| Home | PC Cheat Codes | Game Patch Updates | PC Game Trainers | PC Game Tools | Game Patch Fixes | Articles | Discussion Forums | Contact |

Trainer Tutorials

Latest Forum Discussions:

This section of the site is dedicated to Trainer Tutorials to help everyone get a better understanding of how Game Trainers are made and how they function.

Making a Mass Kill Trainer Tutorial

Making a Mass Kill

Target:
Crimsonland version 1.9.8
http://www.crimsonland.com

Tools:
-Softice
-Tsearch 1.6b (http://fly.to/mtc/)
-Code Cave Chaos (http://www.s-i-n.com/chaos/)

Objectives:
With One hit kill hacks being all the rage these days, we will take it a step further and turn a one hit kill into a kill all mass killer.

Begin:
The first step is that we have to find the routine that deals with the enemy health. A good idea would be to get the DOCTOR perk (0x48E6C0 = 1), which allows you to see enemy health by holding your mouse cursor over them. The problem at the beginning of the game is that enemies die off too quickly to be able to search for health, so wait until level 1.5 ( Alien Dens ) and shoot at those big red white enemy spawners.

Doing the standard dec / inc search you should have come up with something in the 499xxx range, then put a breakpoint (bpm w) / autohack it.

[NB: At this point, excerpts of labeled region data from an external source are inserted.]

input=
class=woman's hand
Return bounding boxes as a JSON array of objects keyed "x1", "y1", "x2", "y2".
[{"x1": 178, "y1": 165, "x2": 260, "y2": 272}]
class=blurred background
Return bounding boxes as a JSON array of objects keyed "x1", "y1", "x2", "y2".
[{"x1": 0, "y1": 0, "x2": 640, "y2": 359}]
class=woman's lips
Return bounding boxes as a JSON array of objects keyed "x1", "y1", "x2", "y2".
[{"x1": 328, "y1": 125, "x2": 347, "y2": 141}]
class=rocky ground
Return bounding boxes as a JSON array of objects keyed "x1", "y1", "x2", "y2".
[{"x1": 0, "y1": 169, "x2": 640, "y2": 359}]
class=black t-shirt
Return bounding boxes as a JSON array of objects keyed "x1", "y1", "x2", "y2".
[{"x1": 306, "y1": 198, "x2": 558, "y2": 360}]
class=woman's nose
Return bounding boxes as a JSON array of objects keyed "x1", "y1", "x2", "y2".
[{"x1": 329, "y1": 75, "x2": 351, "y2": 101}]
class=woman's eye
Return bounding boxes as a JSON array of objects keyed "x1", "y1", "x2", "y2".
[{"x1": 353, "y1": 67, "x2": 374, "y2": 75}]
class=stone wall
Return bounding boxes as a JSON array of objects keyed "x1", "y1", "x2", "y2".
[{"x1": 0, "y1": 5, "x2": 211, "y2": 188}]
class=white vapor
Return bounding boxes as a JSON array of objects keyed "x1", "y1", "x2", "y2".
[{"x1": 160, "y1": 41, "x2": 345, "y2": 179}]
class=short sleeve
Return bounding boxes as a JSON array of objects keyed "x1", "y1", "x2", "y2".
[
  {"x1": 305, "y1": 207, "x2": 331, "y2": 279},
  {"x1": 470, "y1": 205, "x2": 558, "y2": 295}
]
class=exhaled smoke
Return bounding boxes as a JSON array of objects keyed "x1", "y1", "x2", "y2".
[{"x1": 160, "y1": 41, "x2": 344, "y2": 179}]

You should pop up at the monster health routine:

:004200DD D99E34944900 fstp dword ptr [esi+0x499434]

--- side note ---
The fst and fstp instructions copy the value on the top of the floating point register stack to another floating point register or to a 32, 64, or 80 bit memory variable. When copying data to a 32 or 64 bit memory variable, the 80 bit extended precision value on the top of stack is rounded to the smaller format as specified by the rounding control bits in the FPU control register.
The fstp instruction pops the value off the top of stack when moving it to the destination location. It does this by incrementing the top of stack pointer in the status register after accessing the data in st(0). If the destination operand is a floating point register, the FPU stores the value at the specified register number before popping the data off the top of the stack.

Executing an fstp st(0) instruction effectively pops the data off the top of stack with no data transfer. Examples:

fst mem_32
fstp mem_64
fstp mem_64[ebx*8]
fst mem_80
fst st(2)
fstp st(1)

The command at 004200DD is just basically storing a number from the stack at the address of esi+0x499434.
--- end side note ---



Take a look at the registers and jot down some notes. F5 out of Softice and attack a different monster. Try to understand what is going on in those registers when you get popped back into SI due to attacking the monsters. You will also see at the far right that DS: holds the memory address of what you are currently attacking, then the number after the equal sign is the value of their health in hex.

--- side note ---
If you want to convert it to
a dec type:

? xxxxxxxx ; where xxxxxxxx is the number after the equal sign. You will notice that it is a large value like 1140457472, this is because it is in DWord (4 bytes) format. To get the float version of it, either change it from 4 Bytes to Float in TSearch or divide it by 2280914.944
--- end side note ---


You will see the following pattern as you go through a bunch of times:
EDI ESI
00 00
01 98
02 130
03 1c8
04 260
05 2f8
06 390

It can be inferred that when monsters spawn, they are assigned an ID number based on the order in which they were spawned. Also each Monster struct is 0x98 bytes apart in memory.

--- side note ---
A struct (structure) is simply a way of grouping several variables under one name like below:

struct Monster
{
float xposition;
float yposition;
float health;

float speed;

};

//example usage Monster.health=100;
--- end side note ---


Now that we know what is going on at

:004200DD D99E34944900 fstp dword ptr [esi+0x499434]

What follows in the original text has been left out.